Top WTO official sounds fertilizer warning
Disruptions to fertilizer supplies caused by the Middle East war pose a double threat to global food security through scarcity and high prices, a top World Trade Organization (WTO) official has warned.
Iran has virtually shut the Strait of Hormuz, choking a vital transit route for oil and gas—as well as fertilizers.
A third of the world’s fertilizers normally transit the strait, and the disruption has prompted multiple warnings about the impact on food production.
“Fertilizers are the number one issue of concern today. If there is no more fertilizer, there is an impact on quantities but also on prices,” WTO Deputy Director General Jean-Marie Paugam told Agence France-Presse (AFP) in an interview in Yaounde.
“The effect compounds the following year: harvests shrink and prices rise.”
The Gulf’s ample supplies of natural gas, a key ingredient in artificial fertilizers, have made the region a major manufacturer. But production has been severely impeded by the war, with some major facilities forced to shut down.
Significant impact
Major food exporters such as India, Thailand, and Brazil depend on the Gulf for urea, a nitrogen-based fertilizer, making them vulnerable.
Because the war is only a few weeks old, there is currently no fertilizer shortage, Paugam said.
“But if fertilizers from the Gulf do not circulate, we will feel a direct impact on supplies to major producer countries just as planting seasons begin for the crops that will be harvested next year,” he said.
“If the Strait of Hormuz is blocked for three months, the impact will be significant.”
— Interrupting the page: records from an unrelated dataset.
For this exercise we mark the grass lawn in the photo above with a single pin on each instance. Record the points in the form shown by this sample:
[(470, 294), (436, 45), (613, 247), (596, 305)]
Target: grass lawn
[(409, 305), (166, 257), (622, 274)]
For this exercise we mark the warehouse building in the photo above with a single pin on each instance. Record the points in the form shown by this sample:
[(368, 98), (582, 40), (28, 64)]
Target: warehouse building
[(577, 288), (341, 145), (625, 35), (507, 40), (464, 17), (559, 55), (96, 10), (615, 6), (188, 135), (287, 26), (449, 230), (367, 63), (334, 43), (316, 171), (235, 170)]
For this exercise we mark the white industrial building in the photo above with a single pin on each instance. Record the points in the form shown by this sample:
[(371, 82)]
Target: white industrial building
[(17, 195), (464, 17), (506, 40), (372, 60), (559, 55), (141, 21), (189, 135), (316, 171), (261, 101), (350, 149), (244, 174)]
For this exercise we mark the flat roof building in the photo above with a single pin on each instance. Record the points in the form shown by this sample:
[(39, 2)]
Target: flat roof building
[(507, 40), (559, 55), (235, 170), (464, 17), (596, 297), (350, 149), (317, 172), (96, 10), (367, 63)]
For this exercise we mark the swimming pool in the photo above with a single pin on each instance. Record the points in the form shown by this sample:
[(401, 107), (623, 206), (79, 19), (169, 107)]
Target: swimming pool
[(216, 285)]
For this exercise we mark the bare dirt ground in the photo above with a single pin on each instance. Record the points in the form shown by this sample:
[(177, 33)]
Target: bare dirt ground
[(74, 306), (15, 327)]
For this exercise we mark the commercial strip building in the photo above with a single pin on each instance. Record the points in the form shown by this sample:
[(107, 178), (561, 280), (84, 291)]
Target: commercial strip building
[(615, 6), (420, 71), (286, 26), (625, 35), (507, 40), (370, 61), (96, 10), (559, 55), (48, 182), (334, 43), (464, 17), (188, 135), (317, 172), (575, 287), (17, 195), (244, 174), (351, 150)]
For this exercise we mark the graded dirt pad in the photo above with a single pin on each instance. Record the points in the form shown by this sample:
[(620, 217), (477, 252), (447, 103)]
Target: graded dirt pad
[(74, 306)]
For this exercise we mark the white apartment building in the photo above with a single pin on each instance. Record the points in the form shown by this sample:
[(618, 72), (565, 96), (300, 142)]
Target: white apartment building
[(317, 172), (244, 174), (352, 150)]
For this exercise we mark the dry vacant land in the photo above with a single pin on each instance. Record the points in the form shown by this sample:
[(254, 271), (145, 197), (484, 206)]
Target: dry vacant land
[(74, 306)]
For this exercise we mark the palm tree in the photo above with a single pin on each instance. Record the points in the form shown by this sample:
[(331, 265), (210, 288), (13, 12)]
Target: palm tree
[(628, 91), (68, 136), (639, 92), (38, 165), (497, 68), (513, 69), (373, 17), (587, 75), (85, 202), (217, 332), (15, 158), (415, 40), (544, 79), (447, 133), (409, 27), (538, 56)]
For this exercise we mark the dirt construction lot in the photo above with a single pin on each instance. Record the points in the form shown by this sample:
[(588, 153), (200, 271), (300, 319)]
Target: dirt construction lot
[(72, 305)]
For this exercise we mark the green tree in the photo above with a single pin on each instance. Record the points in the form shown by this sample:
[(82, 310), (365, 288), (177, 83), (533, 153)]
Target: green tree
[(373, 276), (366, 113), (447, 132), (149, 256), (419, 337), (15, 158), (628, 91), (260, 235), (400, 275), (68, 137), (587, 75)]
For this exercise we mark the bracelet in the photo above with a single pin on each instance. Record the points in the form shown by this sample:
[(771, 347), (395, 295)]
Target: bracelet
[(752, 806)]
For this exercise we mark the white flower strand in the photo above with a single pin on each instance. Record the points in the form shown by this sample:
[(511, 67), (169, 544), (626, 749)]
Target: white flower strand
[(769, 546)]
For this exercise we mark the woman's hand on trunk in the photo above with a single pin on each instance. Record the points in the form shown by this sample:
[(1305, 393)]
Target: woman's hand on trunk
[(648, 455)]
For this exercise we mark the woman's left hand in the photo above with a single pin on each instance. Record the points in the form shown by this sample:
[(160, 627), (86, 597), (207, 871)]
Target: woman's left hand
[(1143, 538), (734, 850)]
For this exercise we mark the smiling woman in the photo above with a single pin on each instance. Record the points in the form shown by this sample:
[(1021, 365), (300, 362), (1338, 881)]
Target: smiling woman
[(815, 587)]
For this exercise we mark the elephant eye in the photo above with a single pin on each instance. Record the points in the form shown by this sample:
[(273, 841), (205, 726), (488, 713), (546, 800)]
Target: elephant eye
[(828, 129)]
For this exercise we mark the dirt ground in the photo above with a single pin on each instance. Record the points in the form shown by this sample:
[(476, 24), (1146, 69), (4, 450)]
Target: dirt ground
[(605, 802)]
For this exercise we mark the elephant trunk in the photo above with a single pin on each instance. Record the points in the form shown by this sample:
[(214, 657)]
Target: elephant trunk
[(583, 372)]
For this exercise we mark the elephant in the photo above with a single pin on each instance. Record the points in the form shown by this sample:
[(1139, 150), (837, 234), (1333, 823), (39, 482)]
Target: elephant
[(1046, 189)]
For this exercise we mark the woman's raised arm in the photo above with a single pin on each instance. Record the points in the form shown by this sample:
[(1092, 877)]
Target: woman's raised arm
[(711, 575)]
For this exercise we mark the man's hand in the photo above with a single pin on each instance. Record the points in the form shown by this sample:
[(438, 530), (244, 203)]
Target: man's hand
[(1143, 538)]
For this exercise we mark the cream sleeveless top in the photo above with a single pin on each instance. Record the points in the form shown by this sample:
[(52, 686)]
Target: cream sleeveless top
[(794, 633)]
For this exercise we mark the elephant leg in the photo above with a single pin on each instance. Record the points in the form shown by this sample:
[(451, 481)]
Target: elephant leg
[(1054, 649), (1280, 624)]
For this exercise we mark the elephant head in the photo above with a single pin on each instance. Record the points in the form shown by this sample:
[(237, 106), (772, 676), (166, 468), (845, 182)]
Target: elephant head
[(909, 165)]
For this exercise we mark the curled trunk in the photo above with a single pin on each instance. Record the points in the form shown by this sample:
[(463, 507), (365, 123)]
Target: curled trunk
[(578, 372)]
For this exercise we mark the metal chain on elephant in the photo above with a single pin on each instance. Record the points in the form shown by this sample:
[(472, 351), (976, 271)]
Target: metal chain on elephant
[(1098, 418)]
Net food-importing countries would be in a very bad position, including “a large part of west Africa and north Africa,” Paugam noted.
This effect can be amplified if countries start stockpiling, as happened during disruptions to international trade at the height of the Covid-19 pandemic.
Covid set back the fight against hunger worldwide. Since then, the world returned to its trajectory toward eliminating hunger by 2030, one of the goals adopted by UN member states in 2015.
“But with the risks linked to the war in the Middle East, there is once again a risk of falling off track,” Paugam warned.